Irízar está insistiendo en particular en un programa que implante valores en la sierra —donde «los jefes de la droga matan padres y secuestran madres»— y tiene particular interés en impulsar proyectos para la juventud a lo largo y ancho de su estado. El congresista creció en un pequeño pueblo localizado a unos 80 kilómetros de Cualiacán; él admite que algunos de sus compañeros de escuela se hicieron narcos. «Algunos están en la cárcel, algunos está muertos», dice, con una sonrisa triste. «Otros son ricos».

Como muchos mexicanos que crecieron en esta depauperada región montañosa, el joven Chapo quería salir de aquí. Su padre lo golpeaba con frecuencia, y cuando era adolescente lo corrió de la casa. Él se fue a vivir con su abuelo. Día y noche trabajó en el campo. No tuvo infancia de ningún tipo, le contaría a Zulema Hernández mientras estuvo en la cárcel. Cuando hizo un recuento de su historia para ella, El Chapo se volvería contra las frías paredes de concreto, «como si fuera algo que sólo quisiera olvidar pero que, al mismo tiempo, lo hubiera mantenido prisionero cada momento de su vida».

Pero a diferencia de sus predecesores, él tendría un escape. Mientras El Chapo crecía en Sinaloa, otra industria se estaba desarrollando silenciosa y rápidamente a su alrededor. Después de la Segunda Guerra Mundial, cuando los veteranos de guerra de Estados Unidos necesitaban morfina por prescripción médica y otros buscaban heroína ilegal para aliviar el dolor de la posguerra, el sector agrícola de Sinaloa se estaba diversificando. El opio se estaba volviendo el boleto para salir rápidamente de la pobreza abismal. La aceptación de la marihuana en Estados Unidos durante las décadas de los sesenta y los setenta estaba creando demanda de otro producto ilícito que Sinaloa podía cultivar.
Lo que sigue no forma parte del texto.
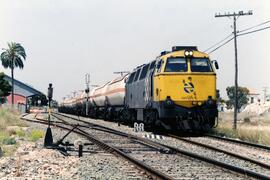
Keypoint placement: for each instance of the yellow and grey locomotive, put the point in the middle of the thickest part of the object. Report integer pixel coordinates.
(176, 91)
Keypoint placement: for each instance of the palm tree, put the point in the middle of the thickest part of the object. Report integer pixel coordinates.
(11, 58)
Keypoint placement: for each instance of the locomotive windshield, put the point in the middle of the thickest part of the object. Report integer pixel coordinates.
(200, 65)
(176, 64)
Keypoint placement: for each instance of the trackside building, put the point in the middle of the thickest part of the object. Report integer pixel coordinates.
(23, 94)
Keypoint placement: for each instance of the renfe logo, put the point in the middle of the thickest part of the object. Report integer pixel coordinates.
(188, 87)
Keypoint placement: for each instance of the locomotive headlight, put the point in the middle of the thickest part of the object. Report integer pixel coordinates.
(169, 102)
(188, 53)
(210, 101)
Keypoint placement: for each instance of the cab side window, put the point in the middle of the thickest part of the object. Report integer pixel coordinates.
(201, 65)
(176, 64)
(131, 77)
(144, 71)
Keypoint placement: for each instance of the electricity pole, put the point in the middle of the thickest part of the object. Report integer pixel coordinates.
(265, 93)
(87, 82)
(121, 72)
(235, 17)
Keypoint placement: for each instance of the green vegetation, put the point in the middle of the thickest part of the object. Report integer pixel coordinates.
(5, 88)
(36, 135)
(242, 93)
(247, 131)
(13, 57)
(12, 128)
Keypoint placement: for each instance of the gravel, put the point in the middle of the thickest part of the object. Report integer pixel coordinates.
(174, 165)
(33, 161)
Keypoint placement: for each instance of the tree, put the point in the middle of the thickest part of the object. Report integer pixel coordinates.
(5, 88)
(13, 57)
(242, 93)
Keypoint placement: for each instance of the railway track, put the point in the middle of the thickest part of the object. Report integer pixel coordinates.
(239, 142)
(155, 148)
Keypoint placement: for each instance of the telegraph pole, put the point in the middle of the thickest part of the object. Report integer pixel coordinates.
(265, 93)
(235, 17)
(121, 72)
(87, 82)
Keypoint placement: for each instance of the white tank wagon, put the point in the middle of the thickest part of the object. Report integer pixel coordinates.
(98, 95)
(108, 100)
(110, 94)
(115, 92)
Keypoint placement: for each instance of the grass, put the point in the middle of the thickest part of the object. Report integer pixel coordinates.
(36, 135)
(255, 132)
(8, 118)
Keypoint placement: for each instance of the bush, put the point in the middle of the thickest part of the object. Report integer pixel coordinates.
(20, 133)
(246, 120)
(9, 141)
(36, 135)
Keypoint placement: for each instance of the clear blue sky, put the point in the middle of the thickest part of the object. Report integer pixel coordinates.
(65, 39)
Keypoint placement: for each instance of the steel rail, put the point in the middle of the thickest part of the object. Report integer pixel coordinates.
(260, 146)
(155, 174)
(190, 154)
(222, 151)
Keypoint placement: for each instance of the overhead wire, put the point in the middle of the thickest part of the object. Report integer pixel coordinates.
(218, 42)
(240, 34)
(221, 45)
(254, 26)
(261, 29)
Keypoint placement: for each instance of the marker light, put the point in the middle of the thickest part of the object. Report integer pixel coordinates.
(188, 53)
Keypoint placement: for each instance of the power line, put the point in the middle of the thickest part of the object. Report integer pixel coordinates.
(218, 42)
(241, 34)
(261, 29)
(221, 45)
(235, 16)
(254, 26)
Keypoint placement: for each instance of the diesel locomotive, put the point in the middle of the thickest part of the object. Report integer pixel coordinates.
(176, 91)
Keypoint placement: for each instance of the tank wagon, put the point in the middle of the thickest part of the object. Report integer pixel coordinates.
(177, 91)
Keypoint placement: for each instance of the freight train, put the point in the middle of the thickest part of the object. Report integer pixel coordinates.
(176, 91)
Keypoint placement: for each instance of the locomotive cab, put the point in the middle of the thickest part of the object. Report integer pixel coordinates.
(185, 88)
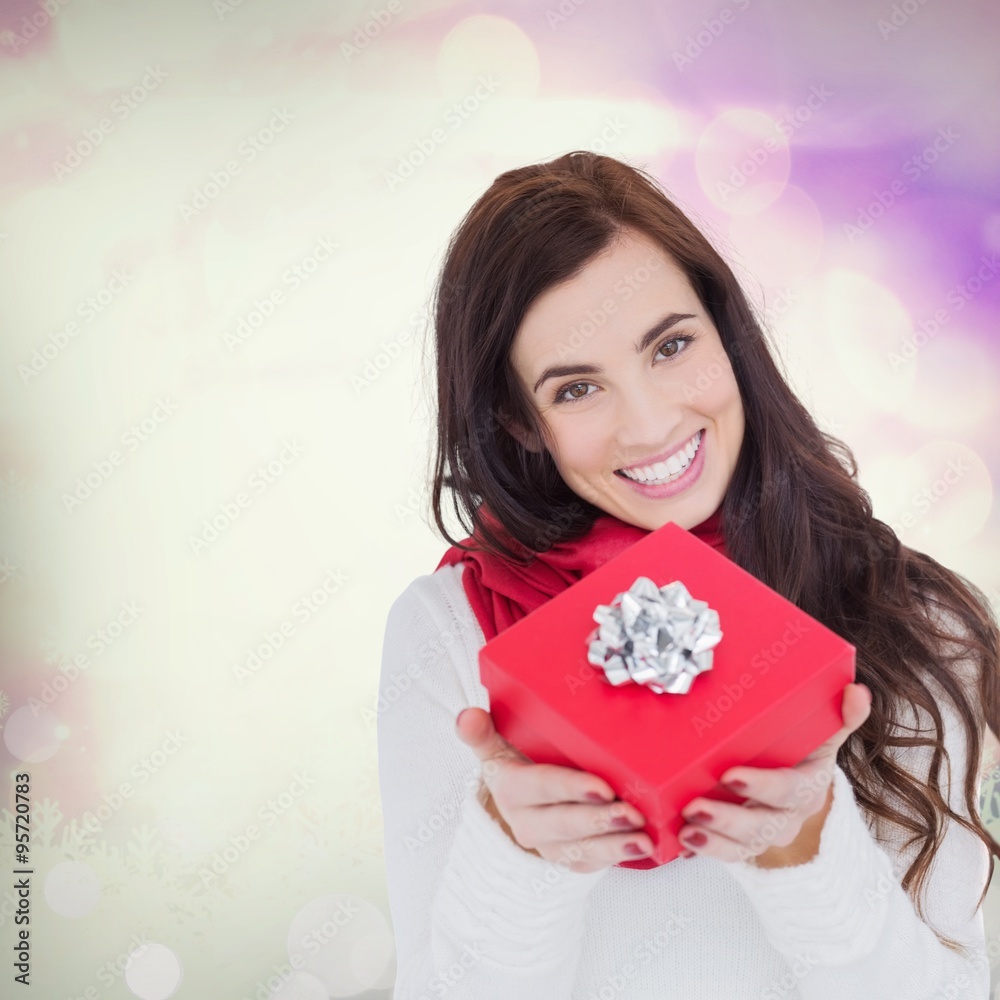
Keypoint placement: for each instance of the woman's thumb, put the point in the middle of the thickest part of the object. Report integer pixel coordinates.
(475, 729)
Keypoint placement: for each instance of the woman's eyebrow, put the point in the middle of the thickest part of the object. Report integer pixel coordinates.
(561, 371)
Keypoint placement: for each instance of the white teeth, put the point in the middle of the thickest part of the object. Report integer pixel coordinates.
(670, 469)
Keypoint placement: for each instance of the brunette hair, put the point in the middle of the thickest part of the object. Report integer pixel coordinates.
(794, 514)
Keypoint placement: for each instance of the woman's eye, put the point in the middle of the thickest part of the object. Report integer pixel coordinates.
(674, 345)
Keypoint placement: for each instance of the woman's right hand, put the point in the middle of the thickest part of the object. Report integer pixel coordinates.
(562, 814)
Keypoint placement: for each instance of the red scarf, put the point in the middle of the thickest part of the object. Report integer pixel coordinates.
(501, 592)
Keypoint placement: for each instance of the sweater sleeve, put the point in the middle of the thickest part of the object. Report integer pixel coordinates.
(474, 915)
(843, 921)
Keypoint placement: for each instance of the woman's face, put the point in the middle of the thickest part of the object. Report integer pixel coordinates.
(669, 413)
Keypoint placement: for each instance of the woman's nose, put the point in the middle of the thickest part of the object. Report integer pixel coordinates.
(648, 420)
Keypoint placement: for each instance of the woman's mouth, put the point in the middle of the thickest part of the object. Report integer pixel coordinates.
(665, 479)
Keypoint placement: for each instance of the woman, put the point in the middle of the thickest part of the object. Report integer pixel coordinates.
(600, 373)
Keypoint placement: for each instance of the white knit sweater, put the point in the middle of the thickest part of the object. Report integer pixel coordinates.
(475, 916)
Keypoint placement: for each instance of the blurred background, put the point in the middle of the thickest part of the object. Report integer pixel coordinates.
(220, 225)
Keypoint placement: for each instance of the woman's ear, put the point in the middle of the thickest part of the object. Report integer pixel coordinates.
(526, 438)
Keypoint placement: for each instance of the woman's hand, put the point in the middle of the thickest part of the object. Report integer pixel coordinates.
(781, 821)
(549, 810)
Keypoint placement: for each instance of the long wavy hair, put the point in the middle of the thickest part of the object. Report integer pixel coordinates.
(794, 514)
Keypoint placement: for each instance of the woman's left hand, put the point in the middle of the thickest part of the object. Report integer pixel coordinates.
(781, 820)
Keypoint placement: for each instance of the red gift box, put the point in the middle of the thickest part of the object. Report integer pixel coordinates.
(772, 696)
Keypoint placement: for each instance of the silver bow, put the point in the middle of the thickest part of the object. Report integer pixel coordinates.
(658, 636)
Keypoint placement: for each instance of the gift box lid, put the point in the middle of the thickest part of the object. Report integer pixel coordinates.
(777, 674)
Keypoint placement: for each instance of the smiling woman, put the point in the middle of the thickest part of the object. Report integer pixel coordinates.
(600, 374)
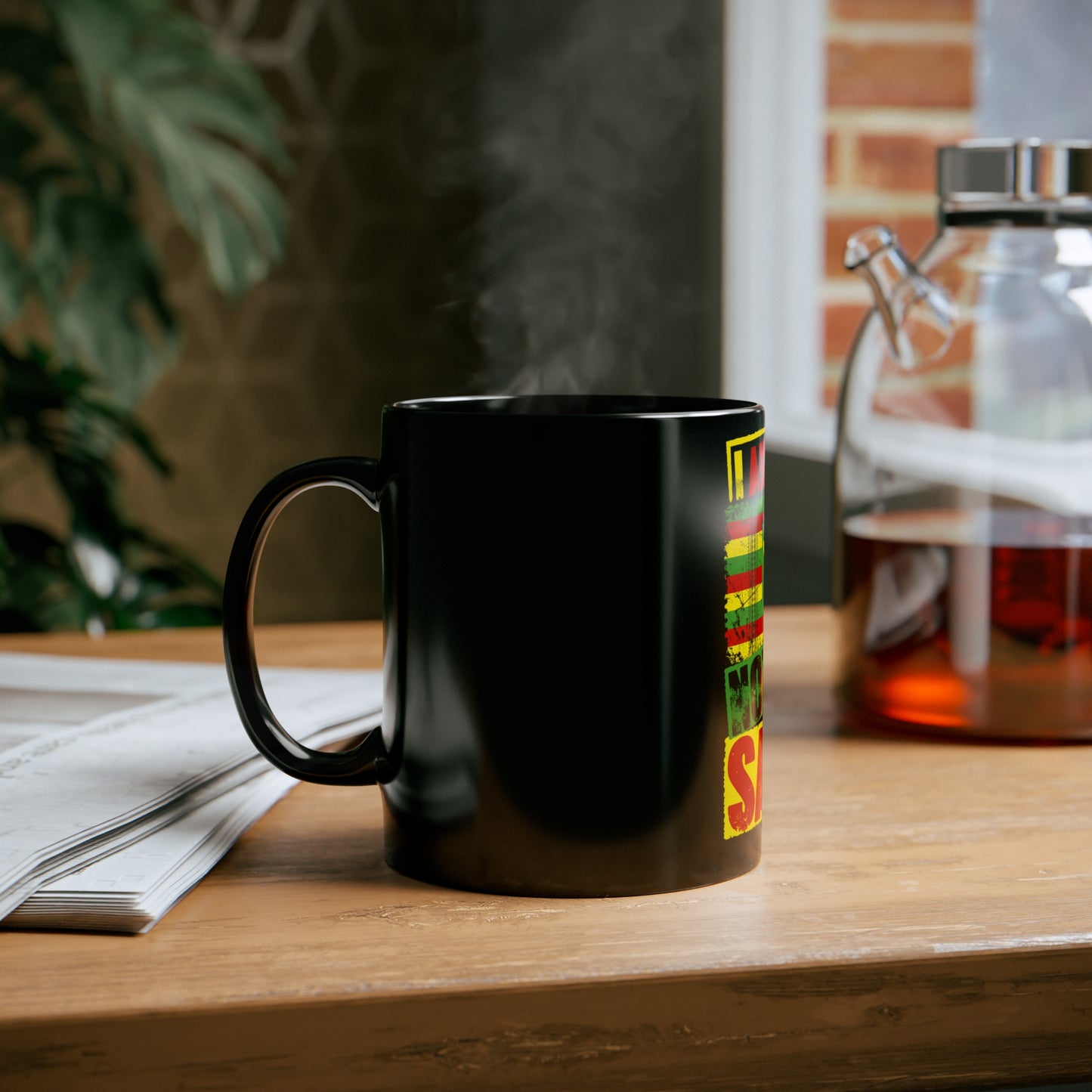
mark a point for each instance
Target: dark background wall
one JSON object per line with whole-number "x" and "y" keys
{"x": 488, "y": 194}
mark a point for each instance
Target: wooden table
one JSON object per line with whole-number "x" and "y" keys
{"x": 922, "y": 918}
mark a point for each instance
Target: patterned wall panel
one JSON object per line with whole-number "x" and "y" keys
{"x": 488, "y": 194}
{"x": 360, "y": 314}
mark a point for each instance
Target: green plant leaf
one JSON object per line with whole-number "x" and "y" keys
{"x": 12, "y": 283}
{"x": 199, "y": 115}
{"x": 101, "y": 285}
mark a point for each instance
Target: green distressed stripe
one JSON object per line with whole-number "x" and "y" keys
{"x": 733, "y": 566}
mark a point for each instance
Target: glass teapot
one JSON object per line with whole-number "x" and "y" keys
{"x": 964, "y": 473}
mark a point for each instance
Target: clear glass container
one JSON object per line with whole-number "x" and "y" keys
{"x": 964, "y": 473}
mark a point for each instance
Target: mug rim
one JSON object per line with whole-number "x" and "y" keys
{"x": 578, "y": 405}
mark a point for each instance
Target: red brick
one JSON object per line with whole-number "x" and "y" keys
{"x": 899, "y": 74}
{"x": 913, "y": 233}
{"x": 897, "y": 162}
{"x": 905, "y": 11}
{"x": 839, "y": 329}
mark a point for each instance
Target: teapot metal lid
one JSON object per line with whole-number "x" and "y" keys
{"x": 1013, "y": 175}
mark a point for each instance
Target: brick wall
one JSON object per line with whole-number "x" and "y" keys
{"x": 899, "y": 84}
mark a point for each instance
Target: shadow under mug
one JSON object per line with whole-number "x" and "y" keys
{"x": 572, "y": 606}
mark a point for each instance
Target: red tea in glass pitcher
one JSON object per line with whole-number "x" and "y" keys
{"x": 973, "y": 623}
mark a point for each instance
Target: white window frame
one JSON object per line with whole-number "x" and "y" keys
{"x": 775, "y": 93}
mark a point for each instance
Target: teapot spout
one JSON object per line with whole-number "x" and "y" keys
{"x": 918, "y": 316}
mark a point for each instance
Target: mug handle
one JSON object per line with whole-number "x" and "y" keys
{"x": 356, "y": 766}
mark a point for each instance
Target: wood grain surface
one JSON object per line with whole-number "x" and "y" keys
{"x": 922, "y": 917}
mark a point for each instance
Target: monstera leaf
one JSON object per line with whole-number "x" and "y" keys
{"x": 88, "y": 91}
{"x": 155, "y": 78}
{"x": 110, "y": 82}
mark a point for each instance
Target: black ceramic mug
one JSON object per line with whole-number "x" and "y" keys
{"x": 572, "y": 601}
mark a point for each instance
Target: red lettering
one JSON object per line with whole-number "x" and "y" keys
{"x": 758, "y": 772}
{"x": 741, "y": 756}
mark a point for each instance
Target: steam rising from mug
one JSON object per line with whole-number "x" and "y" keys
{"x": 594, "y": 258}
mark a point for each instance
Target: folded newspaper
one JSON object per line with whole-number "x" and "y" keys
{"x": 122, "y": 782}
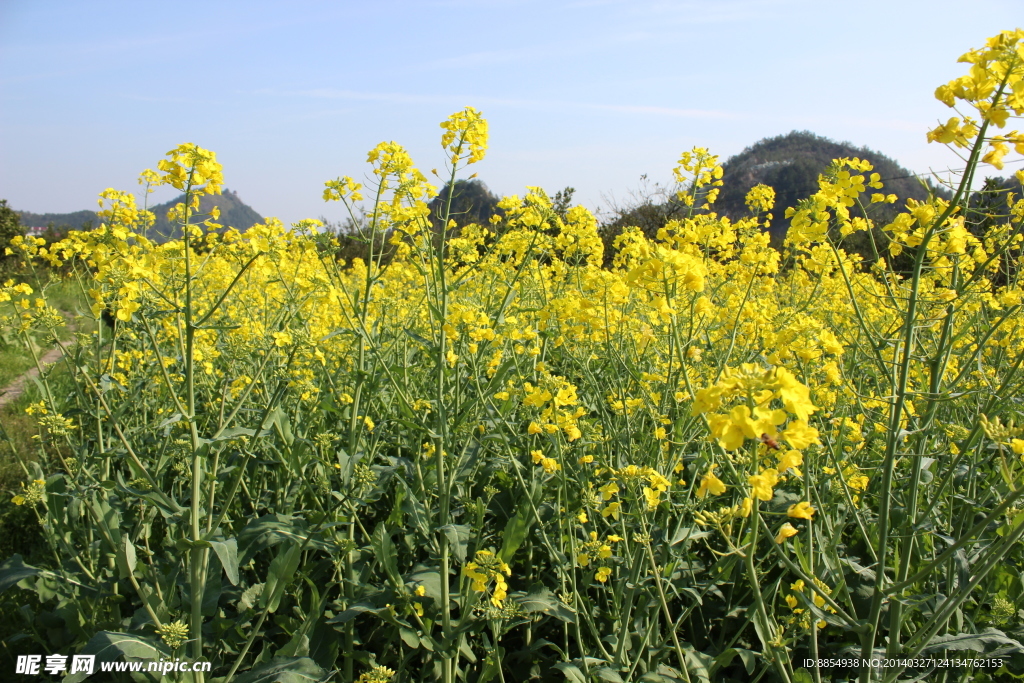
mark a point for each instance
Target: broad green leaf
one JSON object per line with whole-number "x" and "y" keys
{"x": 109, "y": 646}
{"x": 14, "y": 569}
{"x": 458, "y": 536}
{"x": 384, "y": 552}
{"x": 284, "y": 670}
{"x": 516, "y": 530}
{"x": 227, "y": 553}
{"x": 280, "y": 574}
{"x": 571, "y": 672}
{"x": 543, "y": 600}
{"x": 978, "y": 642}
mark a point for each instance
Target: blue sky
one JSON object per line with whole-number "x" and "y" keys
{"x": 589, "y": 93}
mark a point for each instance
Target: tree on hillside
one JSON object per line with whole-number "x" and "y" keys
{"x": 10, "y": 226}
{"x": 471, "y": 203}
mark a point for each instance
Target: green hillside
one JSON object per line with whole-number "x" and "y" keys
{"x": 233, "y": 213}
{"x": 78, "y": 220}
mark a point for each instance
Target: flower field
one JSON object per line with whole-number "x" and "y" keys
{"x": 496, "y": 453}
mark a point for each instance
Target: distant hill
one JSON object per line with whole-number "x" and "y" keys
{"x": 791, "y": 164}
{"x": 233, "y": 213}
{"x": 77, "y": 220}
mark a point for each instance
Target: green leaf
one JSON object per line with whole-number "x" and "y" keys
{"x": 409, "y": 637}
{"x": 109, "y": 646}
{"x": 13, "y": 570}
{"x": 749, "y": 658}
{"x": 802, "y": 676}
{"x": 126, "y": 557}
{"x": 516, "y": 530}
{"x": 271, "y": 529}
{"x": 541, "y": 599}
{"x": 384, "y": 551}
{"x": 979, "y": 642}
{"x": 284, "y": 670}
{"x": 227, "y": 553}
{"x": 458, "y": 536}
{"x": 280, "y": 574}
{"x": 571, "y": 672}
{"x": 606, "y": 674}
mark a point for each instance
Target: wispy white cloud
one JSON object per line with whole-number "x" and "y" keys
{"x": 480, "y": 100}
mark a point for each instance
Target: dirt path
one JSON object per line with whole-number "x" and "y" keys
{"x": 16, "y": 388}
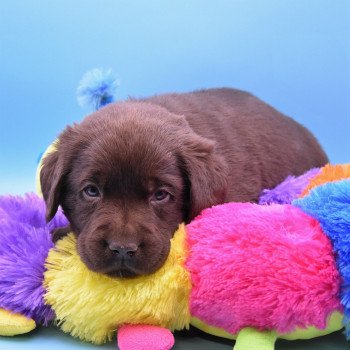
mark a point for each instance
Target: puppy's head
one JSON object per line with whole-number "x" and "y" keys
{"x": 126, "y": 177}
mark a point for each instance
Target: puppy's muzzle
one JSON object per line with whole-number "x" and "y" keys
{"x": 123, "y": 252}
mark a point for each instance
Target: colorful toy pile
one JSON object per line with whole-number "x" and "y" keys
{"x": 248, "y": 272}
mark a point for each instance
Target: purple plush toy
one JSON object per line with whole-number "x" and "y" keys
{"x": 24, "y": 219}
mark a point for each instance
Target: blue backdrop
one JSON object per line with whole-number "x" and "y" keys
{"x": 292, "y": 54}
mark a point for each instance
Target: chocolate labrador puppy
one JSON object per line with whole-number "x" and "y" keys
{"x": 128, "y": 174}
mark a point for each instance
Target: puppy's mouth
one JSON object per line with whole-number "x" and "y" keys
{"x": 123, "y": 273}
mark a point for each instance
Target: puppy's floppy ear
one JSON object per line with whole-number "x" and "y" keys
{"x": 55, "y": 166}
{"x": 205, "y": 173}
{"x": 51, "y": 177}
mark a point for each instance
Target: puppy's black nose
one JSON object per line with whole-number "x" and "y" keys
{"x": 123, "y": 251}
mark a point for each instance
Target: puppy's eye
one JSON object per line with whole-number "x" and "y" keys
{"x": 91, "y": 191}
{"x": 160, "y": 196}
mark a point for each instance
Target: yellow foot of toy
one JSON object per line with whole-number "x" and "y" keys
{"x": 252, "y": 339}
{"x": 12, "y": 324}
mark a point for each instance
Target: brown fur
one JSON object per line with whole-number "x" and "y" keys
{"x": 199, "y": 149}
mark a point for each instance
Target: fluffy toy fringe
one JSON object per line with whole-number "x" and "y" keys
{"x": 25, "y": 242}
{"x": 330, "y": 205}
Puede que oficialmente el padre del Chapo fuera ganadero, pero de acuerdo con los residentes que recuerdan cómo era La Tuna en aquel entonces, de hecho era un gomero o productor de la amapola del opio, como todo el mundo en el pueblo. Aunque trabajaban para los de arriba —en aquellos tiempos los jefes eran los políticos locales, los encargados de aplicar la ley y otros por el estilo—, los gomeros administraban sus operaciones como negocios familiares.

Todos trabajaban: cada mañana, al amanecer, los hijos —al menos aquellos que tuvieran entre 11 y 18 años de edad— caminarían un par de horas montaña arriba hasta su sembradío de amapola y comenzarían a trabajar en la cosecha. Con cuidado, cortaban el capullo de la amapola, del cual la preciada goma de opio rezuma como melaza. (Hoy un kilo de goma le reportaría a la familia un ingreso de 8 mil pesos o 700 dólares). Mientras, la madre y las hijas prepararían el almuerzo y se los llevarían a primera hora de la tarde, llevando a cuestas a los hermanos menores.

El papel del padre no sólo era el del agricultor, sino también el de negociante. Él negociaría la venta de la cosecha con el siguiente eslabón de la cadena, y el opio sería trans portado a Culiacán u otra ciudad cercana, como Guamúchil. Hoy en día la industria funciona de manera muy parecida.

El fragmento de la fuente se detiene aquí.